How to build an AI anomaly detection pipeline
Let’s take a look at the key things you will need to get started with using AI for anomaly detection:
1. Data collection — The first step requires a way to efficiently collect the data generated by your hardware. A tool like Telegraf is useful for IoT use cases where devices may be communicating over multiple different protocols. Telegraf also allows you to process and manipulate data before storage, which can simplify your architecture by removing the need for an additional data processing component. MQTT is a common protocol used in IoT environments because of its reliability and efficiency. A tool like HiveMQ can simplify working with MQTT.
2. Data storage — Once you have established instrumentation for collecting data, you will need a storage solution. For IoT workloads, a time series database like InfluxDB is a good option.
3. AI model — To make predictions or determine if a data point qualifies as an anomaly, you need to train an AI model. You can build a model from scratch or fine-tune an existing model with your own data to improve accuracy. Hugging Face is a platform that hosts models you create or pre-made models.
Check out this webinar for a walkthrough tutorial on creating your anomaly detection pipeline. This webinar shows you how to set up an MQTT broker for transferring data from devices, uses Quix to process and InfluxDB to store that data, and finally, uses a model hosted on Hugging Face to make predictions on the data.
Let’s look at a few examples of companies using anomaly detection in production to create value for their businesses.
Gotion is an electric vehicle battery manufacturer that uses AI for anomaly detection and alerting to enable predictive maintenance. They collect millions of metrics for data like voltage, current, and temperature in their batteries and store them using InfluxDB. This data can then be used for analytics and training their AI models.
Robinhood is a financial services and trading platform. Robinhood built their real-time monitoring and anomaly detection platform using their Faust stream processing tool backed by InfluxDB for storage.
Veritas is a company that specializes in data management and is used by approximately 80% of Fortune 500 companies. Veritas built machine learning models to improve forecasting, detect anomalies, and generate alerts based on sudden increases in backup storage usage.
AI anomaly detection represents a significant advancement in monitoring and maintaining industrial IoT systems.

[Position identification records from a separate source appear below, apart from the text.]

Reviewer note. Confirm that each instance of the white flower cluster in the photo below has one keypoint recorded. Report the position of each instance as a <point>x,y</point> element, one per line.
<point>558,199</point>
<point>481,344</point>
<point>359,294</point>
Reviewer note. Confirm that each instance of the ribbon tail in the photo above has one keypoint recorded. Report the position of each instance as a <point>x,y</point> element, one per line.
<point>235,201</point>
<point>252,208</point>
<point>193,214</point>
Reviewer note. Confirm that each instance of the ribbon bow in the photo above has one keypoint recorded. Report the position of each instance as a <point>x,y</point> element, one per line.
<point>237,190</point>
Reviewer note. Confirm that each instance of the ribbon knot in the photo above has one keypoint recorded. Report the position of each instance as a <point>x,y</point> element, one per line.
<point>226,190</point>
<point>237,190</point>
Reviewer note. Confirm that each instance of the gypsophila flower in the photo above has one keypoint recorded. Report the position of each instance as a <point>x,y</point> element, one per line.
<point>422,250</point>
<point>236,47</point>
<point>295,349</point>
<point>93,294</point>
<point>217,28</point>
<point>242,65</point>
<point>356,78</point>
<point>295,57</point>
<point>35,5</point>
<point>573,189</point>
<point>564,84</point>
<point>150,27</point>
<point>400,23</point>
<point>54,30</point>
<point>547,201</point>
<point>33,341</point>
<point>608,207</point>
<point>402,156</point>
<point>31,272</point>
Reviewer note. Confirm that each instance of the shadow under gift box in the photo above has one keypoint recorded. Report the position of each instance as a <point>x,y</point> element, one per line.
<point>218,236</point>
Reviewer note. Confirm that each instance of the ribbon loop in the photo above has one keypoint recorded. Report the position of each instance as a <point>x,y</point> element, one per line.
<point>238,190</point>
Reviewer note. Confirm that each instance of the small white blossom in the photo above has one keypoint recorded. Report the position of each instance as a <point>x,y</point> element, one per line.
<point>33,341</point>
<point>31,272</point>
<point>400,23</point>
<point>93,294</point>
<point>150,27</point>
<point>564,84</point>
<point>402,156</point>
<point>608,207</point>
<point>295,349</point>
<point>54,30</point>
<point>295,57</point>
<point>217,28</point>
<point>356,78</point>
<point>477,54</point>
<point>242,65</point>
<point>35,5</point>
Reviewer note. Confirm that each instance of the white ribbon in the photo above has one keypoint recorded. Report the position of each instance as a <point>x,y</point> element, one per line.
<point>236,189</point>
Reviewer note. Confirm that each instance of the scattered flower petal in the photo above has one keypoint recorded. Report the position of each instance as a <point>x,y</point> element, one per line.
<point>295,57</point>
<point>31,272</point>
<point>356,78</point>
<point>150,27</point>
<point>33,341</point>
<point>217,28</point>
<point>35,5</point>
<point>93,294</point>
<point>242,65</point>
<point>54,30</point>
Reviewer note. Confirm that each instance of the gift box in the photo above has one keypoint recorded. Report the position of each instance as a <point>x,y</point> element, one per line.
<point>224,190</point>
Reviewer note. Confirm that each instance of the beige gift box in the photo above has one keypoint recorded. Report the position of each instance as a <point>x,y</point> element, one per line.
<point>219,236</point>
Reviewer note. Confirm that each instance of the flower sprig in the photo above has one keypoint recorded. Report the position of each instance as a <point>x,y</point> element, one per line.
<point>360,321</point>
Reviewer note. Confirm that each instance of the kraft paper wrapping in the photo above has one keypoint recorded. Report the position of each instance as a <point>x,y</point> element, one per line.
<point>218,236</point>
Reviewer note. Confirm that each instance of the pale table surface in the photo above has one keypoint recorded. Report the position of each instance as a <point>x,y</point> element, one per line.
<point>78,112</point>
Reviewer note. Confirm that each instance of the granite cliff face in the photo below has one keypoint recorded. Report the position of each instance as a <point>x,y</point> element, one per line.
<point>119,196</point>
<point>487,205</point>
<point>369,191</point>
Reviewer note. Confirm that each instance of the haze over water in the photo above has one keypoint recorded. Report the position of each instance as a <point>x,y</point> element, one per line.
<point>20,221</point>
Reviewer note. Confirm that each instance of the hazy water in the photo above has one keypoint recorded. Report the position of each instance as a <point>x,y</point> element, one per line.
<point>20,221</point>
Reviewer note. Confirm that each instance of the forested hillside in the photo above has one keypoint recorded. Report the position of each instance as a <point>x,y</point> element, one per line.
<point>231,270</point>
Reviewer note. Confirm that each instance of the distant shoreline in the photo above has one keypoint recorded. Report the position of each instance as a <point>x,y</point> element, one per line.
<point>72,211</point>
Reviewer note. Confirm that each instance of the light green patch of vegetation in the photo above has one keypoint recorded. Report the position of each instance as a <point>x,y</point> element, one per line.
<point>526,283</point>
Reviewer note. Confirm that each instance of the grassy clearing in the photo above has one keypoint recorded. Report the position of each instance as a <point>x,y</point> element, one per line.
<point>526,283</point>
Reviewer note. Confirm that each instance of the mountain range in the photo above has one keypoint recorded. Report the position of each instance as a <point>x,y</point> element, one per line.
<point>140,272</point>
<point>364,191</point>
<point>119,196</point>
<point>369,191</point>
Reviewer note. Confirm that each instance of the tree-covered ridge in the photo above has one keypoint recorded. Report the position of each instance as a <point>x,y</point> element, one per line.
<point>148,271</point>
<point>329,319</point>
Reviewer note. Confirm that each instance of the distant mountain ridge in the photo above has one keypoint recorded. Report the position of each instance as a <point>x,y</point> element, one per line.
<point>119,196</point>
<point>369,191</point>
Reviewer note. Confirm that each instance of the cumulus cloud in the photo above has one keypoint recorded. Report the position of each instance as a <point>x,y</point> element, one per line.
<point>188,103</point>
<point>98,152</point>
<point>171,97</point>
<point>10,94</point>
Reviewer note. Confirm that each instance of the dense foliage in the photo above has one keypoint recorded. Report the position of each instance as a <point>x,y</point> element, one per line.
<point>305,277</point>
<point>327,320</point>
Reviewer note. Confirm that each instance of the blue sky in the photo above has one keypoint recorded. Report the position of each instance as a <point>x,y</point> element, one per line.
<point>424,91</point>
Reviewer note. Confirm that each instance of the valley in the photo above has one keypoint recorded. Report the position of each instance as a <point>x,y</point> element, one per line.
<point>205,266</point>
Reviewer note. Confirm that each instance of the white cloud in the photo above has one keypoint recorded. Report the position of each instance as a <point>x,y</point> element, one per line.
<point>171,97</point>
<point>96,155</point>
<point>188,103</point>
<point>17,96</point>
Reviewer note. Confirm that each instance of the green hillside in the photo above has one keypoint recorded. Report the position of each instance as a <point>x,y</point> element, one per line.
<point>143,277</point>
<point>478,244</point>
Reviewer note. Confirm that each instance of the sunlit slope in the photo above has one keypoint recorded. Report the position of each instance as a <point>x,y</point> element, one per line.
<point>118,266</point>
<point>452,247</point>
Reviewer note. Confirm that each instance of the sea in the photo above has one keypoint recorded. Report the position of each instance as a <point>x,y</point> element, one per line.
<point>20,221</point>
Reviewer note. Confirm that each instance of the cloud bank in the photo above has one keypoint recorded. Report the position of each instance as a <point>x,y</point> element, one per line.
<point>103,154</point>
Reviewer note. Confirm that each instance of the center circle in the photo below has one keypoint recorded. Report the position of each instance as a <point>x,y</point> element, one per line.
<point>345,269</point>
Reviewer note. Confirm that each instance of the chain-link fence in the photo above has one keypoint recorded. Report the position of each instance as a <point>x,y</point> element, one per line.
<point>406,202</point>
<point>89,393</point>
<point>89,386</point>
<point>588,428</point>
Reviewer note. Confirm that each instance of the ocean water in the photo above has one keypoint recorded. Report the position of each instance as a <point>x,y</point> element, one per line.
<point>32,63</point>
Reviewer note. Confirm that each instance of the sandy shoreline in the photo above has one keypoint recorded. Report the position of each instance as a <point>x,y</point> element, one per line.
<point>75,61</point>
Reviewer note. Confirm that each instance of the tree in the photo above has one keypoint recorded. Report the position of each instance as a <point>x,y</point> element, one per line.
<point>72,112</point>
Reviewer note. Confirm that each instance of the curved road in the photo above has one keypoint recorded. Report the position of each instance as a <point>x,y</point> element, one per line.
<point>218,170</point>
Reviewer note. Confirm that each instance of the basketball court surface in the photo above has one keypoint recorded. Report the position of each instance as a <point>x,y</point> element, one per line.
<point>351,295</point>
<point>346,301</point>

Its ability to learn from data, adapt to new patterns, and detect subtle anomalies makes it a powerful tool for enhancing operational efficiency, security, and predictive maintenance. By following the outlined steps and utilizing tools like InfluxDB, Quix, HiveMQ, and Hugging Face, businesses can effectively implement AI-driven anomaly detection systems, unlocking new levels of insight and control in their industrial processes.